We’ve been talking a lot this month about the economic benefits of public pensions at both the state and national levels. Through the investment activities of the pension fund and the spending of pension benefits by retirees, public pension plans generate substantial economic activity as well as tax revenue for local and state governments. It’s important to note that public pensions particularly benefit rural areas, where the spending of pension benefits can represent a significant portion of the economic activity in local communities.

A recent report by Pacey Economics examines Colorado PERA, the state’s public pension plan, and its impact on Colorado’s economy. Consistent with other reports, the Pacey report finds that PERA has a substantial economic impact in the state. By analyzing actual benefit payments from 2018, Pacey researchers concluded that PERA paid out $4.1 billion in annual payments to Colorado residents. This generated $6.47 billion in economic activity last year. This economic activity supported 35,031 jobs, which paid $1.62 billion in labor income.

The Pacey report also emphasizes the impact of PERA benefit payments on rural areas. Since rural areas tend to be less populous and have less diverse economies, their local economies are more greatly affected by the spending of pension benefits. As an example, the report states: “during the recession of 2009–2011 the payments driven by the Pueblo-Southern Mountains region benefit recipients amounted to $274 million, and was a large source in limiting the negative economic impacts during the downturn in the area.”

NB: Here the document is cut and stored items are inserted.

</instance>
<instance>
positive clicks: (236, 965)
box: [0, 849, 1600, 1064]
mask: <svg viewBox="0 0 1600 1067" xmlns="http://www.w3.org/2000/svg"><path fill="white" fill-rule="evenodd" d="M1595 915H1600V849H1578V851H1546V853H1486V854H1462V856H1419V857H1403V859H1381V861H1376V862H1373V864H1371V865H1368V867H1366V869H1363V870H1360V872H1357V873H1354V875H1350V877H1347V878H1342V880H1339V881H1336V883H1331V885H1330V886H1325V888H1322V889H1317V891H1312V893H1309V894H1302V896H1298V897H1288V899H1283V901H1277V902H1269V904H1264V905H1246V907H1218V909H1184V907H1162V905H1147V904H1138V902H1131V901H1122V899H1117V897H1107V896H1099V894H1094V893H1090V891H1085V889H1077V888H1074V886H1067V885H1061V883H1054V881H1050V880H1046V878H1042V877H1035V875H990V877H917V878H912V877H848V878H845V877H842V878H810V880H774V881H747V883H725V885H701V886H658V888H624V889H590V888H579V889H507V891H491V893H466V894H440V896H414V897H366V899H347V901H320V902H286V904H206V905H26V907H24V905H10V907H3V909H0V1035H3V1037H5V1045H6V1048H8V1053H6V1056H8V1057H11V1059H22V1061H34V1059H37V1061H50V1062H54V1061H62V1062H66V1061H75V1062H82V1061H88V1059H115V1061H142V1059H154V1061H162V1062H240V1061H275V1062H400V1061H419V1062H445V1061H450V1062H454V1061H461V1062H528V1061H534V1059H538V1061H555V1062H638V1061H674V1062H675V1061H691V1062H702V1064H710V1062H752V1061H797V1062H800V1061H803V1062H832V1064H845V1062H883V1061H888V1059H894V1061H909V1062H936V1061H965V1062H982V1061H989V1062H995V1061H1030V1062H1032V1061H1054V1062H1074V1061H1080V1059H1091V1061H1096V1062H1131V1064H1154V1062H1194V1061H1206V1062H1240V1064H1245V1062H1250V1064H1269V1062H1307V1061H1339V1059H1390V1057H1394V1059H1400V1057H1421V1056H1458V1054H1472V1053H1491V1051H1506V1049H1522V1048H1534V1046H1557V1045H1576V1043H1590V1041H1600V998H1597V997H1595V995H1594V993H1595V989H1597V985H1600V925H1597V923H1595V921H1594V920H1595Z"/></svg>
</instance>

This finding regarding rural areas is consistent with the findings of another organization, the Louisiana Budget Project (LBP). In their “Pensions in the Parishes 2017” report, LBP concludes that the smaller and more rural the parish, the greater the impact of benefit payments from Louisiana’s three largest statewide public pension plans. The report’s author states: “…it is clear that pensions are especially crucial to the economic health and retirement security of smaller and more rural parishes. In some rural parishes, pensions account for as much as 2.5 percent to 4 percent of all personal income.”

The findings of the Pacey Economics report regarding Colorado PERA echo those of the National Institute on Retirement Security’s Pensionomics report. Looking at slightly different numbers from 2016, NIRS reaches roughly the same conclusions regarding economic impact, jobs supported, and labor income created.

These reports are a critical reminder that public pensions are a vital economic lifeline for rural areas, especially during economic downturns. When misguided legislators propose harmful changes to public pensions, they should consider the damaging effects these changes could have on their communities.